Homebirth, like anti-vax advocacy, is based on the delusion of women who believe they have “done their research” and pose as “educated” despite the fact that they are astoundingly ignorant on the subject of childbirth. Homebirth advocates are no more educated about childbirth than creationists are educated about evolution. Neither group has done research; they’ve simply read propaganda, and both groups need to be disabused of their delusions.

Homebirth advocates need to understand that they have been hoodwinked by an alternate world that bears no relationship to what science actually shows. Just about every premise of homebirth advocacy — that childbirth is inherently safe, that interventions are dangerous, that interventions interfere with breastfeeding and bonding, and that obstetric emergencies always allow for enough time to get to the hospital — are utter lies.

Obstetricians MUST explain to homebirth advocates that their fundamental assumptions are fabrication by the homebirth movement and that the only people who claim homebirth is safe are those who profit from it. I’ve corresponded with all too many women who have lost babies at homebirth, and if there is one common theme it is that these mothers never realized the massive gulf between what they were told and the actual scientific evidence. Obstetricians MUST explain what the scientific evidence really shows, and MUST encourage women to view homebirth advocacy with the same skepticism they would view any industry promoting its products.

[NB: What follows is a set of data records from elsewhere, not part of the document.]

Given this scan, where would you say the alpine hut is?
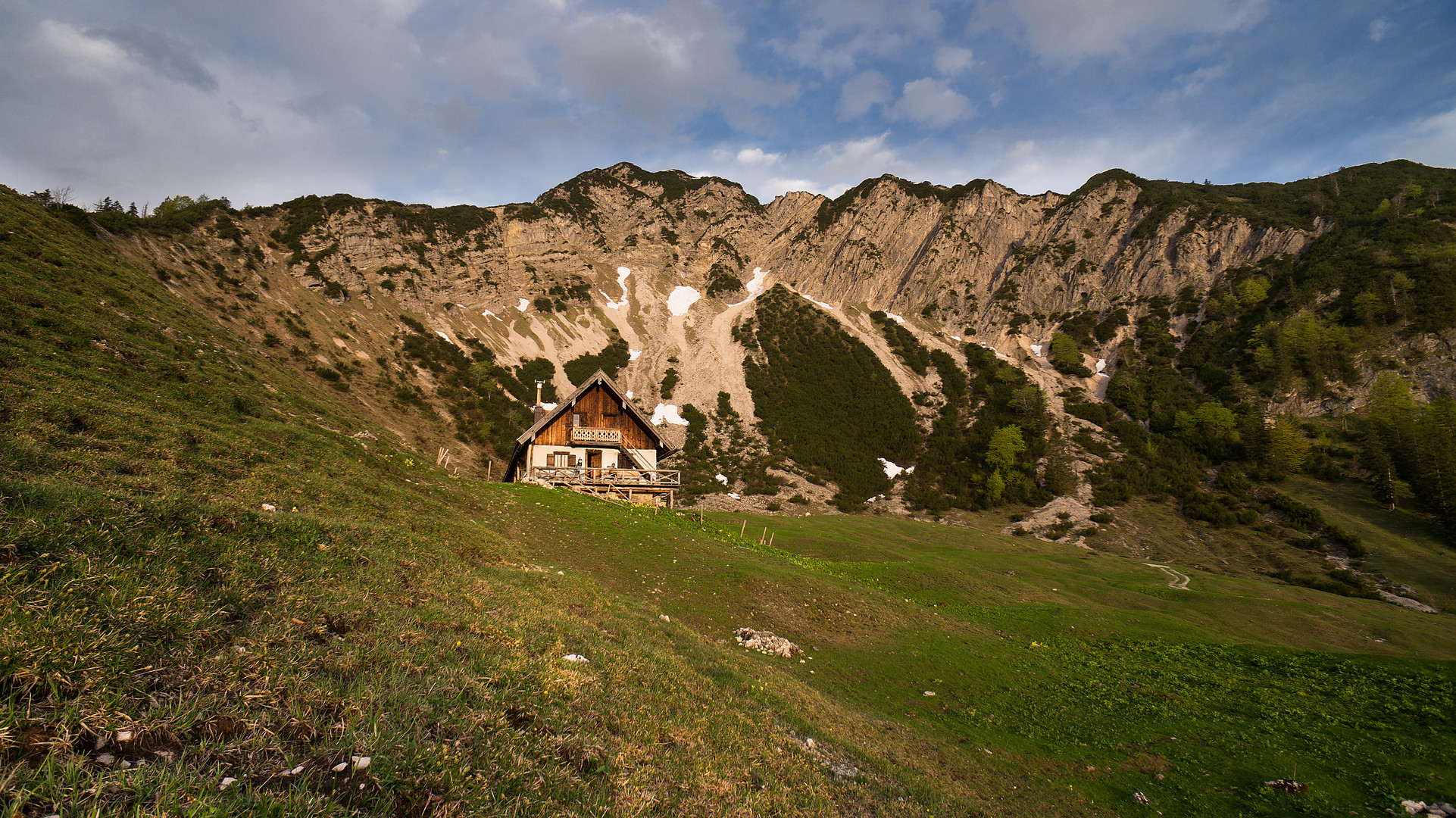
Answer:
[505,370,681,507]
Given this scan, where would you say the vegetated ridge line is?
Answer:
[1143,562,1188,591]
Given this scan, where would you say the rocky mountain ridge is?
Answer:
[83,163,1450,506]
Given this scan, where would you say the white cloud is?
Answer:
[974,0,1270,64]
[1162,63,1229,102]
[734,147,783,166]
[834,70,889,122]
[769,0,943,77]
[817,134,913,181]
[1391,108,1456,167]
[894,77,973,128]
[935,45,976,76]
[561,0,793,131]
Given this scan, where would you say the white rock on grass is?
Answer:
[734,627,804,660]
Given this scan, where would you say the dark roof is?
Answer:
[513,370,663,445]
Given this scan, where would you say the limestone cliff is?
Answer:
[116,163,1456,498]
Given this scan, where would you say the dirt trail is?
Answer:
[1143,562,1189,591]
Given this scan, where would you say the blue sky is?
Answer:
[0,0,1456,205]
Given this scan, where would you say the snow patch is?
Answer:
[977,342,1011,361]
[597,267,632,310]
[667,287,701,316]
[748,267,769,295]
[652,403,687,426]
[728,267,769,307]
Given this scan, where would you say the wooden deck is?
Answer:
[570,426,622,445]
[526,466,683,507]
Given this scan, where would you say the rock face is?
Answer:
[108,163,1426,483]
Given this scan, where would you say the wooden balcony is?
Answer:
[529,465,683,489]
[526,466,683,508]
[570,426,622,445]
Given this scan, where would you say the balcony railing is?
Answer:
[570,426,622,445]
[530,465,683,489]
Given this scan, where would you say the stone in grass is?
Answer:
[734,627,804,660]
[1264,779,1309,793]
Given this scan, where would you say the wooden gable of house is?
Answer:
[532,381,661,450]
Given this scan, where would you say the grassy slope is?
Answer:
[0,186,1456,815]
[509,496,1456,815]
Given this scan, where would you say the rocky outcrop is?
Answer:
[119,163,1403,480]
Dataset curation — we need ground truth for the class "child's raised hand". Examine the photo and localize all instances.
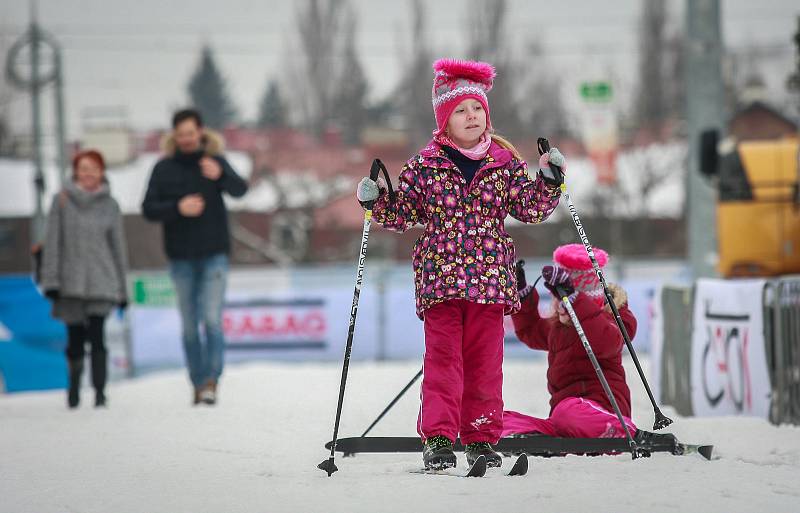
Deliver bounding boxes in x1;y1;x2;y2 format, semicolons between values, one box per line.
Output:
514;260;528;290
539;148;567;174
542;265;575;299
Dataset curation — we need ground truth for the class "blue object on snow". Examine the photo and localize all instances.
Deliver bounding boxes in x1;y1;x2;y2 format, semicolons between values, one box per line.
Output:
0;276;67;392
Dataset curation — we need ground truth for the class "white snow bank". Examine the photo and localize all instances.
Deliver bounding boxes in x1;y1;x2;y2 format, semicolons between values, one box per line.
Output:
0;361;800;513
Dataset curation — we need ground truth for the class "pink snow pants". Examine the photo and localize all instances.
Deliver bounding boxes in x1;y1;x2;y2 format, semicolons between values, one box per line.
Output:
417;299;505;444
503;397;636;438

Homebirth, like anti-vax advocacy, is a matter of life and death. Agreeing to disagree with homebirth advocates sends the WRONG message: that their claims have merit. Would we agree to disagree about carseats for infants? Would we agree to disagree about bicycle helmets for children? No, we wouldn’t because we recognize that children’s lives depend on parents understanding the deadly risks. The fact is that choosing homebirth is more deadly than forgoing a carseat, or letting children ride bicycles without helmets.

Finally, though every patient deserves to be treated with respect, every idea does NOT deserve to be treated with respect. Homebirth, like any other choice that places children at risk of death, is unworthy of respect. That’s why we must not agree to disagree on homebirth.